Penso che la morte di Moonbin abbia fatto emergere che la nostra capacità di gestire le emozioni è talmente fuori controllo che pur di esprimere qualcosa, pur di poter elaborare qualcosa secondo pattern che riusciamo a riconoscere, siamo pront* a inventare e alimentare storie che esistono solo nella nostra testa. Per puntare il dito – subito. Per trovare subito un colpevole, un capro espiatorio. Per poter condividere una narrativa forte, arrabbiarci, sconvolgerci, stracciarci le vesti. Ho visto cadere in questa trappola moltissime persone, anche quelle che so avere le migliori intenzioni ed essere solitamente più analitiche.
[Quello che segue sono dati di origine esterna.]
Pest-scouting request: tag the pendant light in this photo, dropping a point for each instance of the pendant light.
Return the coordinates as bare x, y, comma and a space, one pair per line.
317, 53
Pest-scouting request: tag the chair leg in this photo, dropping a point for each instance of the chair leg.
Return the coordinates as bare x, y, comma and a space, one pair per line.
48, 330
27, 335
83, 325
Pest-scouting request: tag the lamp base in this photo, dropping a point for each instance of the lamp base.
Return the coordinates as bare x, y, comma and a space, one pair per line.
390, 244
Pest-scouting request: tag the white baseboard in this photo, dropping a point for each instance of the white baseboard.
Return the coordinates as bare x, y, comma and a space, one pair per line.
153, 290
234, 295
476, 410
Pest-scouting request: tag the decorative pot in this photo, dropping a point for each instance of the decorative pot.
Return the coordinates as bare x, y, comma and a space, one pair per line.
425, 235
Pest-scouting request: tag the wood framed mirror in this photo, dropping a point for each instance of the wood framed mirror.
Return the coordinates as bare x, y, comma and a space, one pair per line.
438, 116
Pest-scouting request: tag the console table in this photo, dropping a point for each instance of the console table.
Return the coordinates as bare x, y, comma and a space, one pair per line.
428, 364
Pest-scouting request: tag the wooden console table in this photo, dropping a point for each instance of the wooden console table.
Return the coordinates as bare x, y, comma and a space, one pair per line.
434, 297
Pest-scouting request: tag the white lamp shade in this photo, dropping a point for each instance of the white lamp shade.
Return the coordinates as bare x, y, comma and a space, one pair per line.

Io credo che a questo punto sia necessaria una riflessione collettiva. Uno dei problemi di questi ragazzi, ormai riconosciuto da tutti i fandom, è proprio l’essere schiavi di un’immagine che viene loro imposta. Dover rispondere ad aspettative che sono spesso troppo limitanti, restrittive, francamente irrealistiche.
I fan chiedono, i fan ottengono.
Non fumare, perché nel mio immaginario non fumi. E così per il resto: non bere, non uscire con nessuno, non mangiare troppo, non mangiare troppo poco, non andare a ballare, non usare parole inappropriate, non fare un passo di troppo, né uno indietro perché nel mio perfetto immaginario tu sei come voglio io.
E poi ancora: pubblica, scrivi, produci, veloce, ora, subito!
E se muori, muori come dico io, perché nel mio immaginario tu sei morto ed è la tua agenzia ad essere colpevole, il “sistema” è colpevole, i “poteri forti” sono colpevoli.
“Poteri forti”… “sistema”… Cosa c’è dietro? Non è una cosa complessa. Dietro c’è la banalissima legge della domanda e dell’offerta.
Sappiamo tutt*, vero, cosa si cela dietro l’exhaustion? Dietro gli svenimenti, dietro i pianti, dietro i mille comeback all’anno, dietro i “sono stanco”, le subunit, le collab, il merch co-progettato, i mille progetti laterali ecc…
Ci siamo noi. Noi, i fandom, con le nostre richieste, con le nostre pretese. Noi, la “domanda”, il “potere forte”. Noi, croce e delizia dei nostri artisti, invischiati assieme, ormai senza speranza, in questo sistema in cui per dimostrare l’amore, il rispetto, la devozione si mettono in atto una serie di azioni apparentemente “innocue” (es. comprare 3485789 copie dello stesso album, della stessa canzone, costringere i nostri Spotify o iTunes a maratone settimanali di meravigliose playlist che, spoiler, NON ASCOLTIAMO PER TUTTO IL TEMPO!) ma in realtà completamente disfunzionali.
Questo sistema crea un glitch per cui gli artisti stessi non riescono più a farci la tara. Lo ha detto anche j-hope prima del Lollapalooza che aveva bisogno di capire chi fosse “oltre Army”, se la sua musica potesse avere un impatto anche su altri.
Ci sarebbe da chiedersi poi quanto tempo ci vorrà prima che questa mancanza di feedback realistici sulla loro arte inizi ad avere ripercussioni sull’arte stessa. Pensateci: se OGNI cosa che fate venisse portata in palmo di mano e valorizzata in maniera – possiamo dire – sproporzionata, questo non avrebbe un peso sulla vostra creatività? Non abbatterebbe in maniera significativa i vostri stimoli? Io credo sia una possibilità concreta, soprattutto nella lunga distanza. Dovremmo ricordarci che oltre le classifiche, oltre questa “guerra” senza esclusione di colpi per far emergere il proprio artista, c’è un umano che ha bisogno di vivere la sua vita al meglio delle proprie possibilità. E un artista, che ha bisogno di capire che direzione artistica prendere, di capire di cosa parlare e con chi sta parlando davvero. Ma questa è una storia a parte.
Potremo – e mi auguro che sarà così – non sapere mai il motivo per cui Moonbin è morto. Non sapremo mai se “il sistema” è una delle cause. Quello che sappiamo per certo è che non conosciamo nessuno degli idol. E che per lasciarli liberi, per favorire la loro salute mentale, dobbiamo smettere di creare attorno a loro – persone E artisti – interi universi fittizi, costruiti con le nostre aspettative esagerate e le nostre proiezioni emotive. Anche, e vorrei dire soprattutto, quando queste riguardano la loro morte.